Libyan Rebel Leader: We Want to “Cut Gaddafi’s Throat and Establish an Islamic State”
French journalist Julien Fouchet found more than just a few “flickers” of Al-Qaeda among the rebel ranks in Libya. Fouchet describes seeing imams driving in a pick-up truck and reciting prayers over a loudspeaker to the rebels.
Iman Bugaighis, the spokesman for the National Transition Council, admitted, “We have twenty-five fighters on the front that were linked to al-Qaida.”
John Rosenthal at Pajamas Media reported:
“The Jihadists Go to the Front.” This is the title of French journalist Julien Fouchet’s report from eastern Libya that appears in the latest edition of the French Sunday paper Le Journal du Dimanche (JDD). Whereas American officials have been straining to make out “flickers” of intelligence suggesting a jihadist influence in the eastern Libyan rebellion against the rule of Muammar al-Gaddafi, Fouchet encountered a flagrant jihadist presence and met with participants who talked openly about their dedication to jihad and/or their desire to establish an Islamic state.

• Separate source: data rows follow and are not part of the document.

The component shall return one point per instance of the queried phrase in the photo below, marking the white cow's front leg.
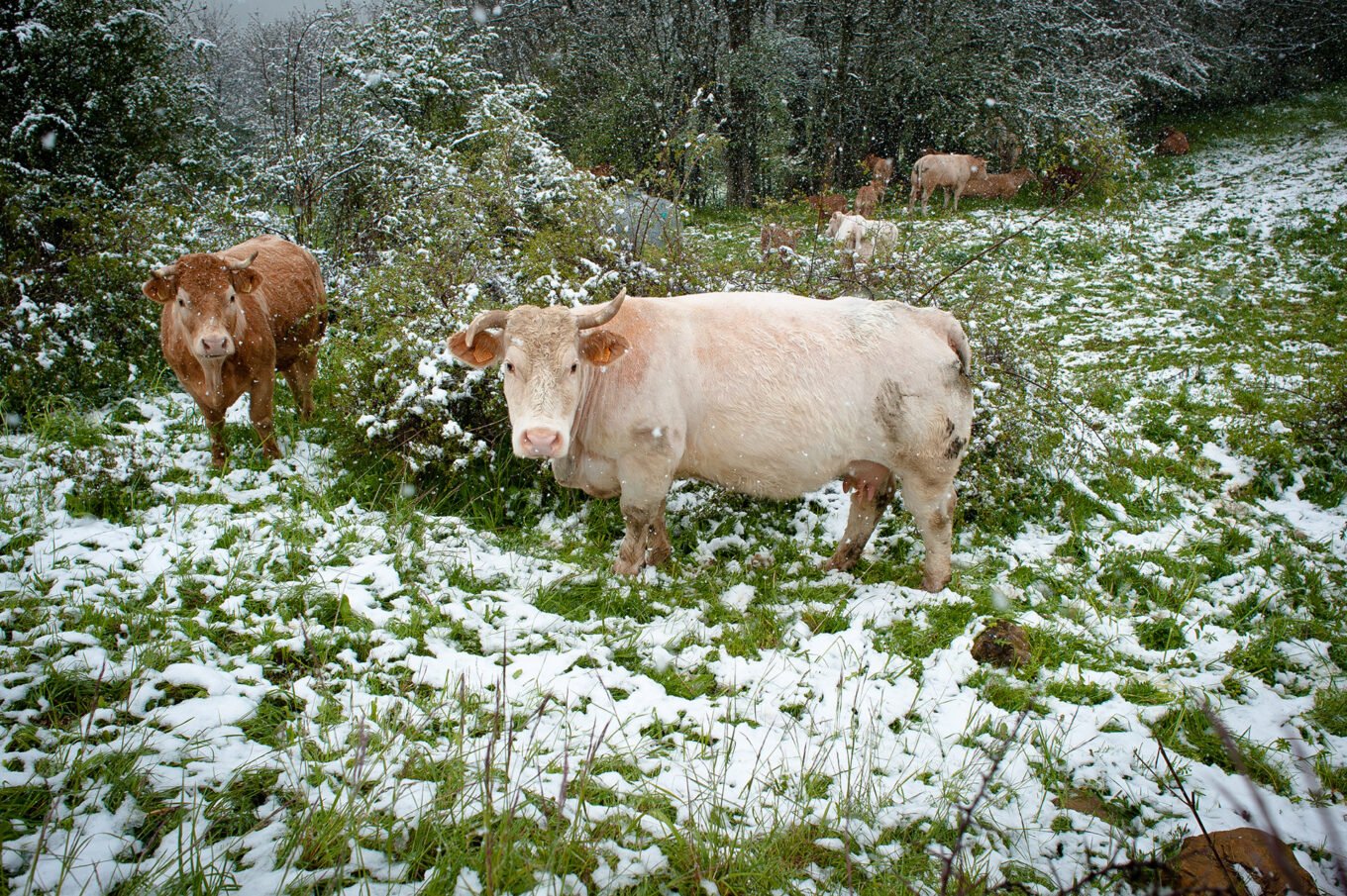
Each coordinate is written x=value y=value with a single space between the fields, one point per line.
x=646 y=478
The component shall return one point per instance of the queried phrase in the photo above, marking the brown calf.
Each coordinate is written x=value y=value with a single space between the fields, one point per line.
x=777 y=238
x=232 y=320
x=867 y=200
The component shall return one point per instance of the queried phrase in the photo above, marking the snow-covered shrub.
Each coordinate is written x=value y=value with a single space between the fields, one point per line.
x=97 y=122
x=511 y=223
x=1025 y=430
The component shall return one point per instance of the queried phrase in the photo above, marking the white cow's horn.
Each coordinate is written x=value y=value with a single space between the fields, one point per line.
x=485 y=321
x=602 y=314
x=240 y=265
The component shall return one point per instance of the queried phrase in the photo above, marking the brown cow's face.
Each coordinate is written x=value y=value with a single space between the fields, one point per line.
x=201 y=292
x=543 y=355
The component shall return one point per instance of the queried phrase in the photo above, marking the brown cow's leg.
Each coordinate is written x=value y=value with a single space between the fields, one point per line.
x=931 y=503
x=216 y=426
x=872 y=491
x=299 y=377
x=260 y=411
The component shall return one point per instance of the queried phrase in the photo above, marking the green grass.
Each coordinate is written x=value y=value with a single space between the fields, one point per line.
x=497 y=701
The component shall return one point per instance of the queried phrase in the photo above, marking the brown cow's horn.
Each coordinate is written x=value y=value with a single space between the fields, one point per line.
x=240 y=265
x=602 y=314
x=485 y=321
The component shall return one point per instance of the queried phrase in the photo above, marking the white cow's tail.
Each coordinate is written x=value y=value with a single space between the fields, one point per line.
x=960 y=343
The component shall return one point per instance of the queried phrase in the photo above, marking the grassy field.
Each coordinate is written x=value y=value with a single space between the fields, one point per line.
x=254 y=680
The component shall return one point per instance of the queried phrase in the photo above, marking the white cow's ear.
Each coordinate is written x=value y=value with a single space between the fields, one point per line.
x=486 y=348
x=602 y=347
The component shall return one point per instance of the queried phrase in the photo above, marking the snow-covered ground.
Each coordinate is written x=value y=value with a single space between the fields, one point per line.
x=396 y=638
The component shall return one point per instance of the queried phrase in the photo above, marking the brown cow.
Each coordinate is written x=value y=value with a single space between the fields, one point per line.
x=879 y=167
x=1172 y=142
x=232 y=320
x=826 y=204
x=775 y=238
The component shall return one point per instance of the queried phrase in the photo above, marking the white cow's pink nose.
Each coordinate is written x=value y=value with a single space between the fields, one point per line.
x=542 y=441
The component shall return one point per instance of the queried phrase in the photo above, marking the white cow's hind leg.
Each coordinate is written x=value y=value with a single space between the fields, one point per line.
x=931 y=503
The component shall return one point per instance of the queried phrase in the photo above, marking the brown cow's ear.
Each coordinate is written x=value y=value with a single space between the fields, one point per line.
x=602 y=347
x=246 y=280
x=486 y=348
x=159 y=288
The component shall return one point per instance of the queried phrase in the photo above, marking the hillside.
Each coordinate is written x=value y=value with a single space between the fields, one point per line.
x=255 y=679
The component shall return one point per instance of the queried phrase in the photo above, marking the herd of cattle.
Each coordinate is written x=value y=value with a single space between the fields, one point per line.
x=860 y=238
x=767 y=394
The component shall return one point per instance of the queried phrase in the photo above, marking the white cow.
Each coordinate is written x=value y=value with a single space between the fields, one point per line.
x=767 y=394
x=947 y=171
x=860 y=238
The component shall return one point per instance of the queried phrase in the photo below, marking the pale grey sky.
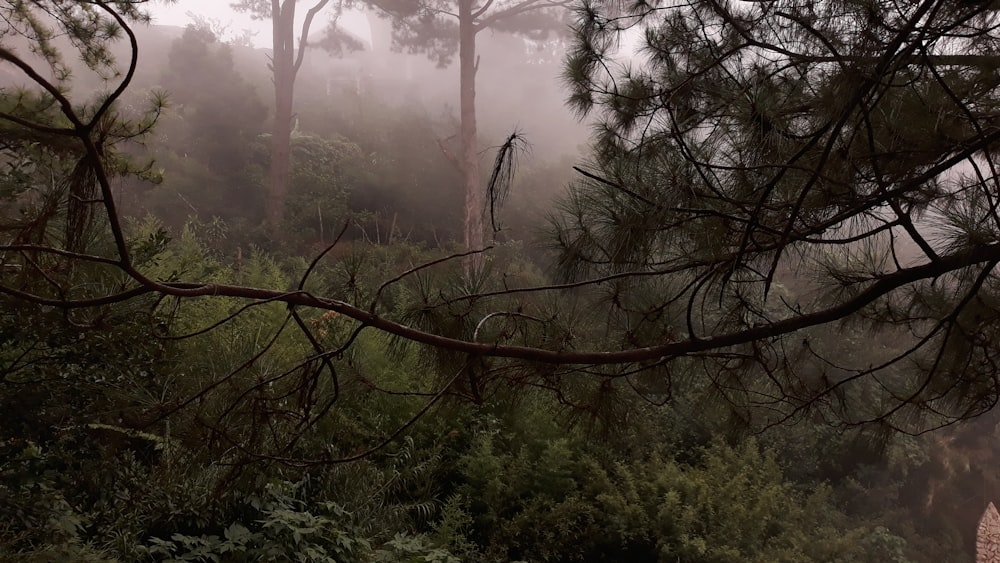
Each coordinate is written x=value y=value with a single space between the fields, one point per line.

On the front near the oil-producing town of Brega, for instance, Fouchet spotted a bearded commander on a sand dune giving orders by satellite phone. The man wore the traditional robe favored by the Salafist current of Islamic fundamentalism and had a Kalashnikov slung over his shoulder. “You can’t speak to him,” rebel fighters told Fouchet. “He is not fighting for Libya. If he is fighting today, it’s for Allah.” Fouchet describes seeing imams driving among the ranks of the rebel fighters in a pick-up truck and reciting prayers over a loudspeaker…
…In Darnah, Fouchet also spoke to a rebel commander whom he identifies as “Hakim al-Sadi.” The commander in question is presumably in fact Abdul-Hakim al-Hasadi, who, as reported on PJM, has admitted to fighting on the side of al-Qaeda and the Taliban in Afghanistan, as well as to recruiting Libyans to fight with al-Qaeda in Iraq. The biographical details attributed by Fouchet to “al-Sadi” correspond to the known details of the biography of al-Hasadi. These include his settling in Afghanistan prior to the 9/11 terror attacks and the subsequent American-led invasion, his detention by American forces in Pakistan in 2002, and his transfer to and imprisonment in his home country Libya.
Interestingly, Fouchet says that he spoke to “al-Sadi” as the latter was “leaving for the front to coordinate operations.” “In the past,” the rebel commander told Fouchet, “I didn’t like NATO. They fired missiles on Afghanistan. Now that they are helping us in Libya, it’s different. But if there are problems with them, if they begin to occupy our country, we can turn on them in the click of your fingers.”
As to his goals, “al-Sadi” explained to Fouchet that he had rejoined the jihad in order to “cut Gaddafi’s throat and establish an Islamic state.”
UPDATE: A senior security official in Algeria claims that the Al Qaeda terrorist organization is taking advantage of the turmoil in Libya to purchase weapons, according to Reuters.
UPDATE: Geraldo was on tonight and insisted that the young bearded man in the photo above is not Al-Qaeda.